De politie heeft vervolgens onderzocht wie deze vriendin was en waar zij woonde. Dat betrof het adres [naam 1] te Heerlen, gelegen in de wijk Heerlerheide, alwaar ook twee jonge kinderen met de naam [naam verdachte] ingeschreven stonden.
De informatie die zo beschikbaar was, beoordeelt de rechtbank als voldoende specifiek en gedetailleerd om als juridische basis te dienen om te proberen het wapen in beslag te nemen. In het kader van artikel 49 Wet wapens en munitie behoeft een zaak niet verder “opgeplust” te worden. De raadsman heeft nog gewezen op het alternerend gebruik van de tegenwoordige en verleden tijd door de informant. Dat suggereert dat op het moment van het politieoptreden geconcludeerd kon worden dat er inmiddels geen wapen meer zou zijn, zodat de grond voor het optreden weer vervallen zou zijn, maar dat volgt de rechtbank niet.
De rechtbank komt tot de conclusie dat er geen belangrijk strafvorderlijk voorschrift is geschonden. Nu er geen sprake is van enig vormverzuim, is er geen reden om te onderzoeken of het door middel van de binnentreding en doorzoeking verkregen materiaal dient te worden uitgesloten van het bewijs.
De bewijsmiddelen
Op 25 januari 2018 is de woning in Heerlen, gelegen aan de [naam 1] , doorzocht, alwaar de verdachte zou verblijven.Bij die doorzoeking zijn aangetroffen:
1. een automatisch vuurwapen met patroonhouder, inclusief 17 patronen.
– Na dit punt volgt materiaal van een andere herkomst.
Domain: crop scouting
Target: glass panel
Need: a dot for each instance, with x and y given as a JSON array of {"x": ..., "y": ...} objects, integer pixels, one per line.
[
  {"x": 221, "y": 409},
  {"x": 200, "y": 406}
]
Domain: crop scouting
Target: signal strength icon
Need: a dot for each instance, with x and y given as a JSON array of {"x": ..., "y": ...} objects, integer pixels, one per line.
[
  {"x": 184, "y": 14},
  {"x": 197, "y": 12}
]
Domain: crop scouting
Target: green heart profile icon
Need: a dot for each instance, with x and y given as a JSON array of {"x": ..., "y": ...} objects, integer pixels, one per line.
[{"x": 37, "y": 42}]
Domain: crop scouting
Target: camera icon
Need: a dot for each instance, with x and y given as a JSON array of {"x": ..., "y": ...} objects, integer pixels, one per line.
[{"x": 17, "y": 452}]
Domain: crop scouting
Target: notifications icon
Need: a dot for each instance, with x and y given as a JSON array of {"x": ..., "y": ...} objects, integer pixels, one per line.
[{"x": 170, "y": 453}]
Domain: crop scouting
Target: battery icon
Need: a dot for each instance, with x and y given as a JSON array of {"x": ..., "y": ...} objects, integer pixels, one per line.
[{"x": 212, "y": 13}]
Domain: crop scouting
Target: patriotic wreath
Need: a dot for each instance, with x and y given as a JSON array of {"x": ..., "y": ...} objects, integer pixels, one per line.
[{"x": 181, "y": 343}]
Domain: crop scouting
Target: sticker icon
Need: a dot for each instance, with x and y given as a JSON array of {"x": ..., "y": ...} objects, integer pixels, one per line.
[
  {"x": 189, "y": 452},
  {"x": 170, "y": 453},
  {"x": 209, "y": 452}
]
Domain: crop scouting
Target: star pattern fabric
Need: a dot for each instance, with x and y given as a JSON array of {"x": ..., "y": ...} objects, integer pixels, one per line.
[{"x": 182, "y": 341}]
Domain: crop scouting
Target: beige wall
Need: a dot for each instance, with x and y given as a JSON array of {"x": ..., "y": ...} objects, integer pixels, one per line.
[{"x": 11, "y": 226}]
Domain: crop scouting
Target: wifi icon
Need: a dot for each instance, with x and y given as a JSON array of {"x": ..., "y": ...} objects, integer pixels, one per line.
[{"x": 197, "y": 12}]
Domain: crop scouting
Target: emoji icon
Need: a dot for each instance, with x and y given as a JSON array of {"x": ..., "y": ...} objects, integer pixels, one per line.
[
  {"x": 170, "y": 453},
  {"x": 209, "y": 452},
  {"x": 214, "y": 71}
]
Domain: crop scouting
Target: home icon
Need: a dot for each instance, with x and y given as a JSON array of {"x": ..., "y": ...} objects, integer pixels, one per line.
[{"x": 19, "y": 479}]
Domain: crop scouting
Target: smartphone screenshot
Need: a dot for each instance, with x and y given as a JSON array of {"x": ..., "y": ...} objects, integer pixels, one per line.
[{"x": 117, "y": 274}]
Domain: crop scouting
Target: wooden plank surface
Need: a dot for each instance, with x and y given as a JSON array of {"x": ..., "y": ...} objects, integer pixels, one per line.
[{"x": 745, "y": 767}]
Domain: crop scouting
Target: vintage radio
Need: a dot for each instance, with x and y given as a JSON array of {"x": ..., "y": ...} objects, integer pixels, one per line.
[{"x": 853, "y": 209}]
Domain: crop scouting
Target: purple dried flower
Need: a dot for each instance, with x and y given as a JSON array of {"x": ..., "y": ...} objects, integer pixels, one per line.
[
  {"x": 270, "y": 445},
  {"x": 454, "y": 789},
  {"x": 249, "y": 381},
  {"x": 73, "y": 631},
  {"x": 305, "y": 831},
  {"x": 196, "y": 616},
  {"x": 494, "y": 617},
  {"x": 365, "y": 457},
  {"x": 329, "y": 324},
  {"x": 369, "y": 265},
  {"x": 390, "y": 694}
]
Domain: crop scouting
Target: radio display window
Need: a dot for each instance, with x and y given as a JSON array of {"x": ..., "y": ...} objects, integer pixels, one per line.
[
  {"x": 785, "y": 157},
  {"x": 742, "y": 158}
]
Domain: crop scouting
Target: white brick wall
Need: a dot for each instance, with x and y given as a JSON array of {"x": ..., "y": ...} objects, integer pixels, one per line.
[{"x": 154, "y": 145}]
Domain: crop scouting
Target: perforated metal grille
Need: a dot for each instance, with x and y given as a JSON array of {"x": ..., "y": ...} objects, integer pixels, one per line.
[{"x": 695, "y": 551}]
Op het wapen lag een schoudertasje met daarin een patroonhouder, inclusief patronen en een doosje gedeeltelijk gevuld met munitie (27 patronen);
51,1 gram en 0,2 gram van een materiaal dat op cocaïne leek;
3. een stoorzender.
Deze voorwerpen werden nader onderzocht. Het bleek te gaan om:
1. een automatisch vuurwapen van het merk Zastava, een vuurwapen in de zin van artikel 1, onder 3, gelet op artikel 2, lid 1 categorie II sub 2 en 3 van de Wet wapens en munitie, model 84 kaliber 7,65 mm Browning;
2. twee patroonmagazijnen, die bij het proefschieten functioneerden in het onderzochte automatische vuurwapen en derhalve onderdelen zijn waarop de Wet wapens en munitie van toepassing is;
27 kogelpatronen, kaliber 7,65 mm Browning, geschikt om met het automatische vuurwapen afgevuurd te worden, zijnde munitie in de zin van artikel 1 onder 4 gelet op artikel 2, lid 2, categorie III van de Wet wapens en munitie.
4. materiaal bevattende cocaïne;
5. een radiozendapparaat, te weten een (draagbare) multiband GSM900/GPS/GSM1800/DECT/UMTS/RLAN (WiFi)/LTE jammer, een verstoorder, bestemd voor het uitzenden van radiosignalen met grote bandbreedte. De jammer is gebouwd en ontworpen om doelgericht frequenties te verstoren die door andere toepassingen worden gebruikt. Uitgesloten is dat voor dit apparaat een vergunning wordt verleend.
De verdachte heeft bij de politie verklaard dat al deze zaken hem toebehoorden.Dat alles levert wettig en overtuigend bewijs op voor de feiten 1, 2 en 3. De vraag is verder nog of ook andere personen die in de woning verbleven, wetenschap (moeten) hebben gehad van de aanwezigheid van deze zaken. De rechtbank kan die conclusie alleen trekken voor de voorwerpen genoemd onder 1 en 2. Het wapen inclusief patronen werd immers aangetroffen onder de matras van het bed van de 14-jarige [naam 2] , die daarop lag te slapen op het moment van binnentreden.Voor de rechtbank betekent dit dat [naam 2] gemerkt en geweten moet hebben wat er onder zijn matras lag.